Minnesota produced $3.3 billion of nonfuel minerals in 2016, ranking fifth in value among states, according to government data.

Minnesota mines produced 4.4 percent of the nation's nonfuel minerals, with iron ore, sand, gravel and crushed stone topping the list of minerals mined from the Land of 10,000 Lakes, according to a recent report issued by the U.S. Geological Survey's National Minerals Information Center.

Minnesota's production was exceeded by Nevada, Arizona, Texas and California.

Minnesota's Iron Range in the northeast pocket of the state boasts the largest and richest iron ore depository nationwide. It is home to more than seven mining and ore pelletizing processing operations, including United Taconite, Hibbing Taconite, Northshore Mining, Keetac and MinnTac.

Mining experts noted that Minnesota's mining power is likely to edge higher on the government agency's list this year. That's because several iron processing plants that sat idle last year have recently gone (or plan to go) back into full production.

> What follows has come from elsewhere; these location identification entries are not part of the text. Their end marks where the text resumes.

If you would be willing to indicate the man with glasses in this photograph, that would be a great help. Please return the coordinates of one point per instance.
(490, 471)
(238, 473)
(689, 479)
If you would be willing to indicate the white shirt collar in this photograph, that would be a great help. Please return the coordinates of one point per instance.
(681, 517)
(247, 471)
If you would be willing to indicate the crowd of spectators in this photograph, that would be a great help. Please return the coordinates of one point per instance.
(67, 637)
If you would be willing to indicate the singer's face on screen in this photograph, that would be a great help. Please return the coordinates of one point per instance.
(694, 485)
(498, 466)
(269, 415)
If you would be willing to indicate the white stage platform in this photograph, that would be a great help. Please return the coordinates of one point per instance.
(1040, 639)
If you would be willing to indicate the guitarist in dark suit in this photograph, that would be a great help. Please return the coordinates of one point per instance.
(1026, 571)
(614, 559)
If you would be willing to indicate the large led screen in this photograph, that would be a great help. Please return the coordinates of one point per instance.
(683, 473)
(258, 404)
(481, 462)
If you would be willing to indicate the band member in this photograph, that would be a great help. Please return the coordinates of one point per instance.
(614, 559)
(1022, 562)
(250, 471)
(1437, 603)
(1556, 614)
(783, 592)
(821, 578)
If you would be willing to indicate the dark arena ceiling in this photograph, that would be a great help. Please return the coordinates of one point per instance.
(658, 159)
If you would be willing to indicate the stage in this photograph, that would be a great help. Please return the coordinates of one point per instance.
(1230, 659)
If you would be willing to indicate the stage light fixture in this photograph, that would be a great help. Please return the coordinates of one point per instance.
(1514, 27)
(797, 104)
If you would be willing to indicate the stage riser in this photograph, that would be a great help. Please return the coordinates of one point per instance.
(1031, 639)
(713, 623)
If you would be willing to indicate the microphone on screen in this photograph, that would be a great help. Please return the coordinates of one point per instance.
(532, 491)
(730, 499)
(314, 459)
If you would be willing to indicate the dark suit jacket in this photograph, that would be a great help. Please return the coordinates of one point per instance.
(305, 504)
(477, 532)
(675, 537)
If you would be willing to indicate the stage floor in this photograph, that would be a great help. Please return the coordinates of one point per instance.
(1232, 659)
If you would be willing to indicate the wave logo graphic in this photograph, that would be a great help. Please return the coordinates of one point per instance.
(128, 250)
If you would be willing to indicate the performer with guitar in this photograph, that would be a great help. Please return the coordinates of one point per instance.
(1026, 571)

Last summer, United Taconite not only reopened its idled iron-ore operations in Forbes/Eveleth but also broke ground for a new $65 million pelletizing plant that will sit next door to the older structure.

Six weeks ago, U.S. Steel said it will reopen its shuttered Keetac plant in March thanks to the receipt of a new supply contract. Keetac shut in May 2015 during an industry wide slowdown that was hobbled by historically low iron-ore prices and by the illegal dumping of underpriced steel into the United States.

There is still uncertainty in the Iron Range, though.

For example, a U.S. bankruptcy judge earlier this month permitted the sale of the bankrupt Grand Rapids-based Magnetation to ERP Iron Ore in Virginia. ERP owner Tom Clarke said he hopes to get at least some of Magnetation's idled ore-processing plants operating again this year. The Grand Rapids plant is likely to be the first one reopened. It is unclear what the fate holds for the Bovey, Coleraine and Keewatin operations.

The former Essar Steel Minnesota, now Mesabi Metallic, remains in bankruptcy and has an estimated $1 billion of debt. The company has been building a taconite plant in Nashwauk, Minn., on and off for a decade. Currently, it is only 50 percent built.